Mudah Belum Tentu Indah, Enjoy Every Moment of Learning oleh Albanes Jovi P. A, S.Pd.
Kita adalah manusia yang tumbuh
besar di era milenial. Sebagai guru, kita tentu pernah merasakan era 90an yang
dimana hanya satu anak yang memiliki handphone dalam satu kelas. Kala itu masih
disebut handphone, belum seperti sekarang yang lebih dikenal dengan smartphone.

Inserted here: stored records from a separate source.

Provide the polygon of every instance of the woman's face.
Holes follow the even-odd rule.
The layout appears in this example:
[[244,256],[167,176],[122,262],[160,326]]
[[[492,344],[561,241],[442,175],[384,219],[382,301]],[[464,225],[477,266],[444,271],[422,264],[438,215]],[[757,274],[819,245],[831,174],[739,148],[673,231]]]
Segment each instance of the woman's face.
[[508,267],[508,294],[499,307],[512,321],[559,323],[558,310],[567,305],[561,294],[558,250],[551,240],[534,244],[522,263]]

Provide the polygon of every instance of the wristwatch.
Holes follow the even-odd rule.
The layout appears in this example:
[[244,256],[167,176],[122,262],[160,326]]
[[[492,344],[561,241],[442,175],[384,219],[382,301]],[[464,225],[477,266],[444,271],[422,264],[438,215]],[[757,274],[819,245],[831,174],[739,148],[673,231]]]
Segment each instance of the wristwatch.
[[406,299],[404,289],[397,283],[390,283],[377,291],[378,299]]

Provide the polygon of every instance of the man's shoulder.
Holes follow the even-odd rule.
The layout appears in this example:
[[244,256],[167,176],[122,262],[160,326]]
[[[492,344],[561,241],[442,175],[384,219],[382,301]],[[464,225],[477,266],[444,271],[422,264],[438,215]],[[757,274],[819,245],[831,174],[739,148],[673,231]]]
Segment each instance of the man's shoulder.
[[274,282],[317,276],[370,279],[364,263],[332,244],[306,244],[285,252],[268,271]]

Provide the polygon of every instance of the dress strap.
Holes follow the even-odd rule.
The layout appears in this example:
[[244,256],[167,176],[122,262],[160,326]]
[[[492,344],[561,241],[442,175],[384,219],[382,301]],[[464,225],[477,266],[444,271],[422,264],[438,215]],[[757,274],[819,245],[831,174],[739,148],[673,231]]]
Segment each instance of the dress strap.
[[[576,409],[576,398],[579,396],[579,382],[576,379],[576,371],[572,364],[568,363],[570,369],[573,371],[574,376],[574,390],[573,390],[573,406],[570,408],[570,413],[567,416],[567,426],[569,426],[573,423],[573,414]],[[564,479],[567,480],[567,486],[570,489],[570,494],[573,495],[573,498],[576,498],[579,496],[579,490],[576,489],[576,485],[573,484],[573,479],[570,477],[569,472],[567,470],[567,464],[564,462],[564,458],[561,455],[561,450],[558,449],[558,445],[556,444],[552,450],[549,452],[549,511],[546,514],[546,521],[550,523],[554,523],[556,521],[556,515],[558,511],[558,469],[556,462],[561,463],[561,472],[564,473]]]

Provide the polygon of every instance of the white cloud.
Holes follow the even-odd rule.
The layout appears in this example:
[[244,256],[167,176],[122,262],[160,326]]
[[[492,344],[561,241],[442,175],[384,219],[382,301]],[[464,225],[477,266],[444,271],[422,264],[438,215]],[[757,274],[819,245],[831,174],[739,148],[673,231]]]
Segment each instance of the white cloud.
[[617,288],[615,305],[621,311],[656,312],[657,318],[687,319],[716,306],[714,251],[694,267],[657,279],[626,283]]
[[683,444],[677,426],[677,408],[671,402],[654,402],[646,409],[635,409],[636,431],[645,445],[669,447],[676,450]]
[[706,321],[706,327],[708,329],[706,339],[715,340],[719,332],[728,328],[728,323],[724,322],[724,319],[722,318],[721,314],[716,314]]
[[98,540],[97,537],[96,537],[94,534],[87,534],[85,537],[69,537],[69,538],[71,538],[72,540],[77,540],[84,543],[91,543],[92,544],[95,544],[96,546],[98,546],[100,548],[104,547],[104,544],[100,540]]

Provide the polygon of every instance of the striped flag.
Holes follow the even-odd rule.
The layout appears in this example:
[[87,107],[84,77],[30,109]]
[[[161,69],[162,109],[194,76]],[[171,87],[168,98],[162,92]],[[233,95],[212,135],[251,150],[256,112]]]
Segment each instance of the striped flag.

Jaman sekarang, atau yang lebih beken disebut era milenial atau zaman now, dari
usia dini hingga yang sudah tua semua memiliki smartphone. Bahkan jika kita
diberikan kondisi untuk memilih antara ketinggalan dompet atau ketinggalan
smartphone, maka 90% manusia memilih lebih memilih membawa smartphone daripada
dompet. Di dalam smartphone, semua bisa dilakukan. Dari mulai kita berkirim
pesan, bermain game, mengirim uang, membayar barang dan lain-lain. Menurut
Istiyanto (2013) menyatakan bahwa “saat ini kita telah memasuki masa interaksi
antara manusia dengan komputer bersifat natural atau biasa disebut ubicom yang
didukung beberapa faktor. Pertama, dukungan ketersediaan jaringan infrastruktur
nirkabel dengan cakupan yang luas untuk komunikasi data atau komunikasi audio
dan video digital. Kedua, teknologi mikroprosesor yang semakin canggih. Ketiga,
faktor gaya hidup pengguna yang sekarang ini mulai bergantung pada perangkat
mobile sebagai alat komunikasi di jaringan sosial, akses layanan e-mail,
chatting, atau telekonferensi”. Atas kumpulan paparan diatas, smartphone juga
berimbas di bidang pendidikan hingga merambah ke dalam kelas.
Bidang pendidikan adalah salah satu
aspek yang merasakan dahsyatnya pengaruh smartphone. Tidak hanya guru,
melainkan peserta didikpun juga sudah mulai menikmati fasilitas yang ada di
dalam smartphone. Sebagai guru tentu kita bisa memanfaatkan banyak fitur yang
disajikan oleh smartphone atau aplikasi yang bisa kita download di google play
store. Sebagai contoh di website kita bisa menggunakan padlet. Website
tersebut memberikan fasilitas untuk membuat madding secara online sehingga kita
tidak perlu membawa perkakas seperti sterofoam, jarum, foto dan lain-lain.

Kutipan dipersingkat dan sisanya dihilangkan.